*See the iconic cars by clicking the photo gallery below
Barrett-Jackson, will auction several rare vintage American race cars during the company’s nine-day 45th Anniversary Auction, from Jan. 23-31at WestWorld of Scottsdale, Arizona. Three iconic American race cars heading over the block include the 1959 Corvette “Purple People Eater,” the famous 1957 Chevrolet 150 No. 47 “Black Widow” and the 1963 Pontiac Catalina Super Duty “Swiss Cheese.”
“We’re excited to have several famous American race cars from the golden era of motorsports cross our block in Scottsdale” said Craig Jackson, chairman and CEO of Barrett-Jackson. “Each of these pieces of history played an important part in our country’s racing heritage and will be an enviable part of any collection.”
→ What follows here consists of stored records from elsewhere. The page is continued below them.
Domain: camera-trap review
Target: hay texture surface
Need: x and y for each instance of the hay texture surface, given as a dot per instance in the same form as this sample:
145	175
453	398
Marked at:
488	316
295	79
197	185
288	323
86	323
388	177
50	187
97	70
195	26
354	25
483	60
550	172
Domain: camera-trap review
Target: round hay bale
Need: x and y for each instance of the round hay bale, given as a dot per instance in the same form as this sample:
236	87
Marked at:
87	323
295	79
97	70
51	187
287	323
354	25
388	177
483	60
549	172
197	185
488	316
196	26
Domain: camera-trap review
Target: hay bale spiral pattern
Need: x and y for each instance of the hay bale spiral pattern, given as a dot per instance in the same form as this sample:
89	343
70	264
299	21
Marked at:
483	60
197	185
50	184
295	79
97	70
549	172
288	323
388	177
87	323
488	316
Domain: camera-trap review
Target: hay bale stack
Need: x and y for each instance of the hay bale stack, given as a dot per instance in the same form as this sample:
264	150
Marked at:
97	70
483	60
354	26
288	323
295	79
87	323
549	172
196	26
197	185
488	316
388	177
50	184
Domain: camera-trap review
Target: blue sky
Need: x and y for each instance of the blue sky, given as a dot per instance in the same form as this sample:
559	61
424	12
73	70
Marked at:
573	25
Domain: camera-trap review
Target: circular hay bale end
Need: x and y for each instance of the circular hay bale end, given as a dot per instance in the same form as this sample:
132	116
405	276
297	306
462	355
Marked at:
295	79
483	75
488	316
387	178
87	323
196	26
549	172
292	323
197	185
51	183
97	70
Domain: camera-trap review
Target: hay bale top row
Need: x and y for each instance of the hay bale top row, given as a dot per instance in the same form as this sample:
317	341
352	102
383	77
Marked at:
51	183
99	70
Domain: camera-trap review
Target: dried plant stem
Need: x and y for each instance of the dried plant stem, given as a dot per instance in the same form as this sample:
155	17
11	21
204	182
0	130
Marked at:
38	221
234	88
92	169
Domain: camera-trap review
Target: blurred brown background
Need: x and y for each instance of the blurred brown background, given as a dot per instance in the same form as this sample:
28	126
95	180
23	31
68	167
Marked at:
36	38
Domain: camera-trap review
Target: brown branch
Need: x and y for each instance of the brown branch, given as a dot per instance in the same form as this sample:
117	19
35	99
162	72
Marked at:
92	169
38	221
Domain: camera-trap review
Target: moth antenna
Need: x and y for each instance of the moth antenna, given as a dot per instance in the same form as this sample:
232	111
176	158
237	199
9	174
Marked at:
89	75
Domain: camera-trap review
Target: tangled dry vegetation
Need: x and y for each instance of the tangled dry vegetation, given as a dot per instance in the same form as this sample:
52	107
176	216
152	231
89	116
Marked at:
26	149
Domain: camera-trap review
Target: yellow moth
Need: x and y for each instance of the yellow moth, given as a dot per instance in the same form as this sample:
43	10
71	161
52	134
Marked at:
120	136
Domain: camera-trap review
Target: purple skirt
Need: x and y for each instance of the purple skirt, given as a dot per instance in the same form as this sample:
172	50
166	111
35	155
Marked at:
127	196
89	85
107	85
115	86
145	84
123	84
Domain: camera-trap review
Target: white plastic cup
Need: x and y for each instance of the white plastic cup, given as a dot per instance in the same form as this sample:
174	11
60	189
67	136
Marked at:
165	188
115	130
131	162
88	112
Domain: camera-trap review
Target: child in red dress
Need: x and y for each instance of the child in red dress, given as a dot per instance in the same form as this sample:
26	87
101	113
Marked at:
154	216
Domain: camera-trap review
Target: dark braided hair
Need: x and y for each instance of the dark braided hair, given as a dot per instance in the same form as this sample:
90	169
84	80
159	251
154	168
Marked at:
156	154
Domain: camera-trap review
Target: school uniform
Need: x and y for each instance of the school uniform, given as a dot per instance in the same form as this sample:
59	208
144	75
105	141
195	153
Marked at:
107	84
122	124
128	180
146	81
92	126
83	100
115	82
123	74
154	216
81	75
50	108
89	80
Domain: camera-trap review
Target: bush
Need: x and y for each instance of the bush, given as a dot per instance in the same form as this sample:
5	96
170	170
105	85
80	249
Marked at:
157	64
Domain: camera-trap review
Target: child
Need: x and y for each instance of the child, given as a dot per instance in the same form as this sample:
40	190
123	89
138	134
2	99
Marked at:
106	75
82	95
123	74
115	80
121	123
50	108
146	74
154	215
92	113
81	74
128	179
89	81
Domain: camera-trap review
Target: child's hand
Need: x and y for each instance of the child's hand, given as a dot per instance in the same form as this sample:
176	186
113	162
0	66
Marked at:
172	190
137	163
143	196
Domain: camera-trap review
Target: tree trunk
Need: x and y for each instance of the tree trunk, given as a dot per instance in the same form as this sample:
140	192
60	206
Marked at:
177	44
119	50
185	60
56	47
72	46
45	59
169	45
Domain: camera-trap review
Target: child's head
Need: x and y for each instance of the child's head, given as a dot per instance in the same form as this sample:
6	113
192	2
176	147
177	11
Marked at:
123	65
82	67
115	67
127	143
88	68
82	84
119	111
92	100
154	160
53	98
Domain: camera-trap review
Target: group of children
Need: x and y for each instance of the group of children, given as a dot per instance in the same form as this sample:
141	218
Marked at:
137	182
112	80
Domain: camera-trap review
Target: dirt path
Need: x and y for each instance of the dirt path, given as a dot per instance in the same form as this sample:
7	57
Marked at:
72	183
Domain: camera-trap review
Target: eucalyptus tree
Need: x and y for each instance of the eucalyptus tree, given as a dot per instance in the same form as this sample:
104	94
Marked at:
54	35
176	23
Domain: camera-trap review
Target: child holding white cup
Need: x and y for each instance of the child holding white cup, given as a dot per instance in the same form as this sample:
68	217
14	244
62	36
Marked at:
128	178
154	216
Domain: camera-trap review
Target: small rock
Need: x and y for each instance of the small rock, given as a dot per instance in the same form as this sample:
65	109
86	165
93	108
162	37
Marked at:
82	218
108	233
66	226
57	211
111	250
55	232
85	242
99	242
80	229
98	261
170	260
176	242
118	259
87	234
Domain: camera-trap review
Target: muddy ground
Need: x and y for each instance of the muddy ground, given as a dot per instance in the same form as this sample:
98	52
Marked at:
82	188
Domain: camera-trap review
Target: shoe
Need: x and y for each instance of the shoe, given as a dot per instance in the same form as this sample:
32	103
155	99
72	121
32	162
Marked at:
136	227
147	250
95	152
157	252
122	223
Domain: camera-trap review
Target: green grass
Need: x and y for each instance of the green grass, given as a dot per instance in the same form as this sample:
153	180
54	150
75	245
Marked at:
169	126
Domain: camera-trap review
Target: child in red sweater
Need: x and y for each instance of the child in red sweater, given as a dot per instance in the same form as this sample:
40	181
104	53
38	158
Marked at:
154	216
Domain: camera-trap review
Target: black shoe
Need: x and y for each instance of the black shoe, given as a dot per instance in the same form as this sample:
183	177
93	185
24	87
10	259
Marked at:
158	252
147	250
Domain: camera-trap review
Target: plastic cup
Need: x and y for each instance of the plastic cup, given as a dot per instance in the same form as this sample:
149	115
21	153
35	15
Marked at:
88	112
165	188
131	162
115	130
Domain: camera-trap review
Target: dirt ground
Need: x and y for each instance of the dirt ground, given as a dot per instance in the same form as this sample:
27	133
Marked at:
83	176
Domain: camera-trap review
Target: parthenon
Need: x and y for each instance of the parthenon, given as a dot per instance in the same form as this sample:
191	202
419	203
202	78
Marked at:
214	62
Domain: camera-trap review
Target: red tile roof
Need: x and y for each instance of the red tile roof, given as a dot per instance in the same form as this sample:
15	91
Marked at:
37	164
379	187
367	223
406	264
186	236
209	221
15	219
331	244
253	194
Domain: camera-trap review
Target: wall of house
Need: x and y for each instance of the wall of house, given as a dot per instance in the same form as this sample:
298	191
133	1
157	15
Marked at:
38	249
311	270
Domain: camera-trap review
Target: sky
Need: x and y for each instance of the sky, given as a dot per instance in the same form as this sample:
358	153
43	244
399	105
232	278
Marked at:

The 1959 Chevrolet Corvette, also known as the Purple People Eater, won the 1959 SCCA National Championship in the B/Production class. It started life as a white body/black interior car with a 290 horsepower, fuel-injected 283ci engine and a four-speed manual transmission. Destined for glory, it was named for its non-factory color, which the Nickey Chevrolet body shop applied to make it stand out during races. The Purple People Eater is a part of the Chip Miller Collection, and its auction represents a rare opportunity to own a piece of vintage racing history.
The 1957 Chevy150 Black Widow is one of six original factory-backed NASCAR vehicles. It was awarded the win at the Virginia 500 at Martinsville in 1957 after another race car crashed and injured several spectators. Featuring a frame-off, state-of-the-art, correct restoration, the Chevy features a 283 fuel-injected engine and period correct components, including six-lug wheels, Fenton headers and exhaust, high-performance Hydrovac brake system, 20-gallon gas tank and a special HD 3.90 rear end.
“The possibility of owning a vehicle with the provenance that these race cars represent is a rare opportunity,” said Steve Davis, president of Barrett-Jackson. “The winning bidders will have the chance to own a real piece of American racing history.”
Lot#1358, the 1963 Pontiac Catalina Super Duty, earned its Swiss Cheese nickname when approximately 130 holes were drilled in it to eliminate the boxed rails in an effort to lighten the frame. This particular race car was ordered and designated as a Pontiac company car for engineering purposes and became the final car built under the Pontiac Super Duty program in 1963. It is outfitted with a 421 Super Duty engine and top of the line parts. Only 14 Swiss Cheese 421 Catalinas were built before the AMA ban in January 1963.
Also on the docket is a 1948 Kurtis Kraft KK2000 Race Car first raced in the 1949 Indianapolis 500 by Sam Hanks. Never wrecked, this car appeared in five Indy 500 races, qualifying for two. The engine is the original Horning GMC 270ci with 12-port iron head and the front end of the motor and ancillary drives are the original roller cam developed by Chet Herbert. The fuel injection was developed by Hilborn and the chassis and body is by Kurtis.